Le jeudi 26 mars, dix minutes avant 21h, 35 artistes argentins ont interprété cette chanson ensemble et l’ont partagé sur les réseaux sociaux et sur trois chaînes de la télévision argentine. Au fil des jours, des dizaines de milliers d'internautes dans différentes parties du monde ont eu accès à cette interprétation collective. Dans notre pays, elle a été diffusée par Habana Radio, dans l’émission Cuba Libre, dirigée par l'historien et promoteur culturel Ernesto Limia, en présence d'Israël Rojas, du groupe Buena Fe.
La liste des chanteurs qui se sont impliqués est éloquente : Leon Gieco, Teresa Parodi, Soledad Pastorutti, Pedro Aznar, Ligia Piro, Abel Pintos, Victor Heredia, Lula Bertoldi, Wos, Juan Carlos Baglietto, Sandra Mihanovich, Nahuel Pennisi, Nacha Guevara, Marcela Morelo, Alejandro Lerner, Mica Vita, Luciano Pereyra, Kevin Johansen, Elena Roger, Liliana Herrero, Jairo, Hilda Lizarazu, Lisandro Aristimuño, Palo Pandolfo, Julia Zenko, Georgina Hassan, Gabo Ferro, Coti Sorokin, Mavi Diaz, Emiliano Brancciari, Gustavo Santaolalla, Liliana Vitale, Patricia Sosa, Franco Luciani et Javier Malosetti, avec une production musicale de Lito Vitale et à l'appel du Réseau de solidarité coordonné par Juan Carr.
Il est intéressant de revenir sur l’histoire de cette chanson. En 1973, Maria Elena Walsh jouissait déjà d'un grand prestige en tant qu'écrivaine, compositrice, dramaturge et chanteuse. Elle s'était fait connaître tout particulièrement auprès du public enfantin, avec des chansons et des poèmes ; en 1968, son spectacle Juguemos en el mundo (Jouons dans le monde), un récital pour des dirigeants qui captive les adultes à jamais. Durant cette période, jusqu'en 1978, elle a enregistré six disques, dont l'un, en 1973, intitulé Como la cigarra, qui incluait la chanson du même nom. Walsh vivait alors des jours d'effervescence qui se sont ensuite transformés en incertitude : le retour de Peron, l'irruption des paramilitaires et enfin le coup d'État qui lança l'infâme Processus de réorganisation nationale, autrement dit le terrorisme d'État.
Lors de sa création, la chanson n'avait rien à voir avec la tempête politique en cours. Le biographe de Walsh, Sergio Pujol, explique : « Elle l'avait composée en s'inspirant des acteurs passés de mode, qui n’ont plus la possibilité de travailler et se trouvent dans une sorte de retraite anticipée.

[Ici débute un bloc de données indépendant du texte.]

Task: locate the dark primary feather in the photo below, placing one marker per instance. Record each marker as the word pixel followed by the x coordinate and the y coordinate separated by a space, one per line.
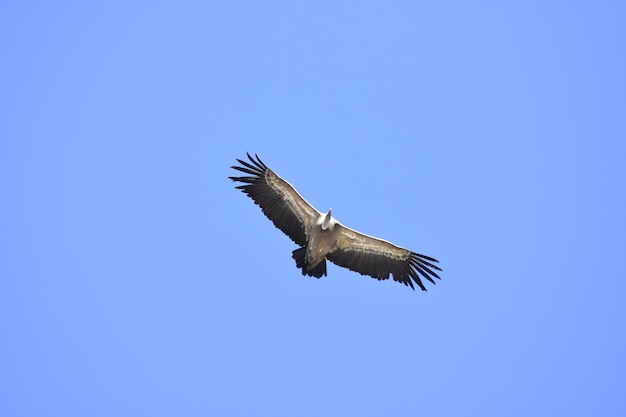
pixel 270 200
pixel 377 265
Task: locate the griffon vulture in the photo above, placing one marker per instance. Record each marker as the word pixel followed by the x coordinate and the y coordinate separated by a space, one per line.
pixel 321 237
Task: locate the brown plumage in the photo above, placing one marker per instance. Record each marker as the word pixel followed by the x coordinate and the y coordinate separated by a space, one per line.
pixel 321 237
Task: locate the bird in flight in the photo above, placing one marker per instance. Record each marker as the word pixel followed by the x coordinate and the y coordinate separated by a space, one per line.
pixel 320 237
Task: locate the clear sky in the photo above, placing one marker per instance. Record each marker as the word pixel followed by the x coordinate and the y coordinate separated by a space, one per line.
pixel 136 281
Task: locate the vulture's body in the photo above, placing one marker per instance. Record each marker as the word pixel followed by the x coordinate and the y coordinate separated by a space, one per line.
pixel 322 238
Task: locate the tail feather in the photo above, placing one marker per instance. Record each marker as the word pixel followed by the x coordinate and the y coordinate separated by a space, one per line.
pixel 299 255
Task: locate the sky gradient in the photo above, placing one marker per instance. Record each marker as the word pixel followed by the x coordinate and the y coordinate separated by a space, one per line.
pixel 135 280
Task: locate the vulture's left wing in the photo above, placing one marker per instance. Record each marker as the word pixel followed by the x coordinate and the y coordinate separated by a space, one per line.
pixel 378 258
pixel 278 200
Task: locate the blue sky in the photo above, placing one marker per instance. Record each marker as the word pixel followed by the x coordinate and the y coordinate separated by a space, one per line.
pixel 135 280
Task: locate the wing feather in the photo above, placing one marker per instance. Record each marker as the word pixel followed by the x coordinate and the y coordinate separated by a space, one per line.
pixel 378 258
pixel 278 200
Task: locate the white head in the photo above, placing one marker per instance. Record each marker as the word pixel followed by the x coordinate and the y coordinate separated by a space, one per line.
pixel 326 221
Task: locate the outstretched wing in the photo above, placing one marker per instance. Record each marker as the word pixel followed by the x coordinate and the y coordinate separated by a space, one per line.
pixel 378 258
pixel 278 200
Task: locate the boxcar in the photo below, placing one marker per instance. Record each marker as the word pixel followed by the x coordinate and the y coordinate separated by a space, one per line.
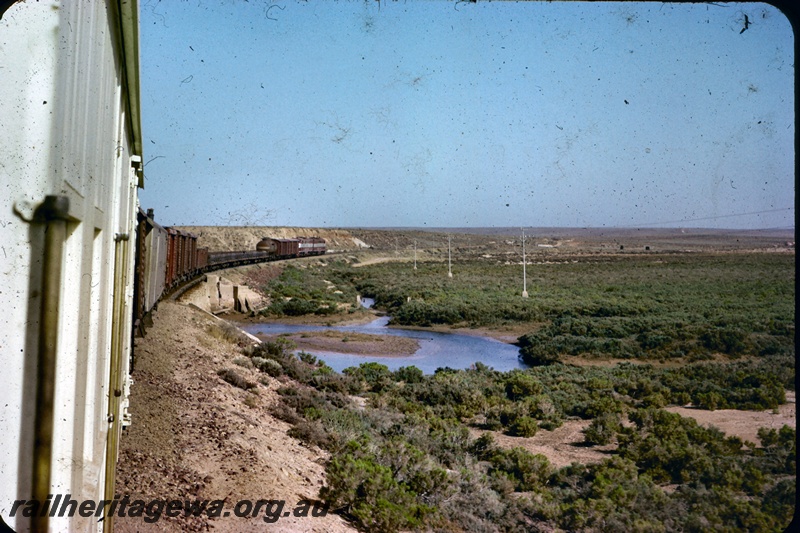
pixel 71 151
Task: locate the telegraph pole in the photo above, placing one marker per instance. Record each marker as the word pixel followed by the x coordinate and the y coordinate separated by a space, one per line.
pixel 524 272
pixel 449 268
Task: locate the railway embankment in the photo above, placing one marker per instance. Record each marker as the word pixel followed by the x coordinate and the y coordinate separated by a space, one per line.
pixel 196 437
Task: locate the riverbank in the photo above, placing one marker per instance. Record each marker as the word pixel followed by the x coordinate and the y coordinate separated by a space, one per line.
pixel 350 343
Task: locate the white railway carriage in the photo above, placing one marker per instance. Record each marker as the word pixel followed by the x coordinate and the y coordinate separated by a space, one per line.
pixel 70 166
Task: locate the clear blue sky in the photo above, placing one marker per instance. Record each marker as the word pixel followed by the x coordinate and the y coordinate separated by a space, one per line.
pixel 412 113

C'était une chanson d'espoir qu’elle leur adressait. Mais par la suite, comme dans bien d'autres cas, les bonnes chansons peuvent prendre d'autres significations dans des circonstances particulières et prendre de la force presque à l'infini. »
C'est ce qui s'est passé lorsque les militaires ont intensifié la répression. En 1978, Mercedes Sosa a enregistré une première version de la chanson dans les studios Polygram avec l'orchestre d'Oscar Cardozo Ocampo pour l'inclure dans son album Serenata para la tierra de uno. La chanson a été censurée, mais La Negra [Mercedes Sosa] a réussi à l'inclure dans la version mexicaine du même album.
Dès lors, la chanson a pris son envol, comme l'explique le critique Gabriel Plaza : « Mercedes l'a programmée lors de son concert de retour en Argentine en 1982. C'est un moment clé dans l'histoire de la chanteuse et de la chanson composée par Maria Elena Walsh, quelque dix ans auparavant. Como la cigarra devient un hymne pour cette génération à travers la voix de Mercedes. La chanson semble avoir été écrite pour elle, une chanteuse qui a subi l'exil et la censure dans sa propre chair, tandis que sa voix et le premier couplet semblent être une élégie de son propre pays : "Ils m’ont tuée tant de fois / je suis morte tant de fois / et pourtant je suis ici ressuscitée". »
Par les temps qui courent, les derniers vers nous sont bien utiles : « ... et à l'heure du naufrage et de l'obscurité / quelqu'un te sauvera / pour continuer à chanter ».